O que vimos em Bruxelas

domingo, março 03, 2013 Aline 2 Comments


Por que Bruxelas?
Minha escolha foi feita lá em 2012, há meses e meses, quando a CI me deu opção de escolher 4 países. Hoje, vejo que talvez o único motivo que na época tenha sido o vasto cardápio de cervejas. Também queria muito conhecer Bruges, mas pelo curto tempo, não rolou. Anyway, de Bruxelas até lá, seria um pulo, não? Então, resolvi optar por esta cidade e não Paris - que precisaria de no mínimo, 5 dias para um rolê decente.Quando comecei a namorar o Marcus, logo fiquei sabendo que sua irmã morava lá. Convenhamos: fica muito mais interessante planejar uns dias em um local que já temos um conhecido. Ficaria uma noite no apê dela, uma no hotel. De quebra, teria uma 'guia-cunhada'!

O reencontro!

Enquanto estava em Dublin e ele em Pira, surgiu a ideia: por que não fazermos o mochilão juntos? Então, unimos o útil ao super agradável: o Marcus, que estava em ‘férias’ do trabalho, rumou à Europa para matar as saudades da irmã e claro, da pequena namorada.

Organizamos tudo as pressas: passagens aéreas e de trens, checamos quais hotéis eu tinha reservado que precisaríamos duplicar a reserva (e quais poderíamos dar uma ‘brasileirada’ e só colocá-lo na espreita)... Enquanto minha viagem toda levei 1 ano, para ele fizemos tudo em 1 semana!

Enquanto esperava ansiosamente meu voo, passei no Dutyfree e comprei um ursinho bem londrino pro Marcus. Eu realmente estava ansiosa e a viagem estava mudando: de perspectiva, de ânimo, de cor! Ao desembarcar em Bruxelas e vê-lo, meu coração disparou e o abraço foi eterno. O beijo, tão gostoso como todos os outros e tão esperado como o primeiro. ♥  

                                 

O rolê!
Ainda bem que a Chrys gosta de andar, pois graças ao pique imenso e a disposição oposta do irmão (brincadeira, Marcus!), conseguimos ir em boa parte dos pontos turísticos de Bruxelas em dois dias – em meio a um frio do cão e contratempos intestinais e ‘enxaquecais’ por parte dos dois molengas brasileiros! 

Na sexta-feira, já era noite quando deixamos o aeroporto e fomos direto pro apê da Chrys. Tomamos banho e partimos pro role tão esperado: o Delirium Café, que tem uma das melhores e maiores cartas de cervejas do mundo. O ambiente é bem cool, cheio de gente descolada e aparentava uma ‘caverna’, decorada com pôsteres de... cervejas, obviamente. Só tomamos a Delirium Nocturne, carro chefe da casa. 

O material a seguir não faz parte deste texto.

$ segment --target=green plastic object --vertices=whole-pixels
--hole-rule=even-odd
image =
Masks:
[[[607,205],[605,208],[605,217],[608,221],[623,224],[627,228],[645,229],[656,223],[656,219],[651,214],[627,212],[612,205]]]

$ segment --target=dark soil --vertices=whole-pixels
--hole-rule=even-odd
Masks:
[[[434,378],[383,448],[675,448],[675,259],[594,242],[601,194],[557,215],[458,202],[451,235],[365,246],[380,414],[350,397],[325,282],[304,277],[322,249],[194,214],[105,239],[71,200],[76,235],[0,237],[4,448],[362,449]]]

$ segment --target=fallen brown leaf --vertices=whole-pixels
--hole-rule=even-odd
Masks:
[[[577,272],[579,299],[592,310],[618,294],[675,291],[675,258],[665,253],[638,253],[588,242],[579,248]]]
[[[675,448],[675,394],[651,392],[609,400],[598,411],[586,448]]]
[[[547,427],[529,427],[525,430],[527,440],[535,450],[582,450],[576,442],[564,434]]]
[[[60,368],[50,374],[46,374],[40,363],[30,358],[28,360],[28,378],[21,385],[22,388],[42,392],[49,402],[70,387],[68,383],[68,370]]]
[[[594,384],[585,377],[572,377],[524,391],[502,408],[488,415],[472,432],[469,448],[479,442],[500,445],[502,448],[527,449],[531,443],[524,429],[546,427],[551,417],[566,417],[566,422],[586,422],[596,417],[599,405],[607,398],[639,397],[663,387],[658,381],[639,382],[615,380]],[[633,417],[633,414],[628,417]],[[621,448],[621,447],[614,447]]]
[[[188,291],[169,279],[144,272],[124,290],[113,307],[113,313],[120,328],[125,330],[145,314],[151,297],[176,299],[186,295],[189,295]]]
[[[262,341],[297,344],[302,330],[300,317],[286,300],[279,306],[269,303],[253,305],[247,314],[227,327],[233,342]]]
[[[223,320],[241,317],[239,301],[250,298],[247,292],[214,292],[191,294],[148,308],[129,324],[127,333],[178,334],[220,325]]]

                               


No sábado e no domingo, gastamos todas as calorias dos maravilhosos waffles, andando por todos os principais pontos de Bruxelas, alguns que até nem lembro mais o nome. Obviamente lembro da Grand Le Place, do Manneken Pis (o menininho que faz xixi), Museu do Tim Tim, Autoworld Museum (muito legal), do Museu de Ciências Naturais (primeira vez que vi um Dino na vida!), o Parlamento da União Européia (inclusive tem um ‘mural’ muito legal com fatos históricos marcantes), a casa real (não lembro se é isso, mas é onde mora a realeza) e em vários outros lugares com estátuas e monumentos de tirar o fôlego. Foi como viajar no tempo!   


Visão geral!
Minha lombriga por doce nunca foi ficou tão satisfeita quanto desta vez. A massa fofinha e leve do waffle, coberta com o chocolate quentinho e delicioso belga fez com que eu criasse em minha mente uma receita perfeita de sobremesa que sei que somente lá poderei encontrar – o que vai ser meio tenso! 

Outras delícias inesquecíveis, o mitraillete – um lanche belga composto por carne de carneiro, um molho bem doido (uma mostarda com sei lá o quê!) e batata,  que tem um sabor indescritível – e não pode faltar na lista o macaron.          

Preciso mencionar que a França adora dizer que os Belgas compiam descaradamente suas receitas e qualquer outra coisa de sua cultura (francês se acha por natureza), e com os macarons, não seria diferente. Mas, nesse caso, não tem como comparar: a Bélgica adaptou a receita à sua cultura: macaron de Speculoos Pasta, o delicioso creme da bolacha belga. Hmmm! :)


                                                             






















Pra quem curte museu, Bruxelas é com certeza é uma excelente opção – o Marcus se encantou e conseguiu ‘matar’ a bateria da câmera no Museu da Aviação e como trabalhamos em uma indústria automotiva, adoramos ver a evolução dos automóveis no Autoworld Museum – e discutir vários detalhes de engenharia, que só ele entende!

No geral, achamos a cidade quieta demais, se compararmos à Londres ou até mesmo ao que estamos acostumados no Brasil - talvez por ser inverno, ou pelos costumes locais.

Vale à pena visitar? Vale, em questão de cultura/conhecimento e claro, provar comidas e cervejas. É uma boa aula de história e gastronomia, e nós adoramos! Mas se você quer algo bem jovem e com muito agito, vale deixar para uma próxima. 


2 comentários:

  1. Então ne... essa bruxelas ai ficou marcada por duas coisas:
    -Pelo nosso e tao esperado reencontro, que ninguem melhor q vc para explicar s2...ok ok, foi carregado de saudade, de bons ares e de boas expectativas de como seriam aqueles 15 dias. SIM, foram perfeitos! muito obrigado por todos aqueles momentos :)
    -E pela merda do mitraillete... o coisa boa! so quem comeu sabe! so voltaria la por causa dele e NADA mais!

    Loveu!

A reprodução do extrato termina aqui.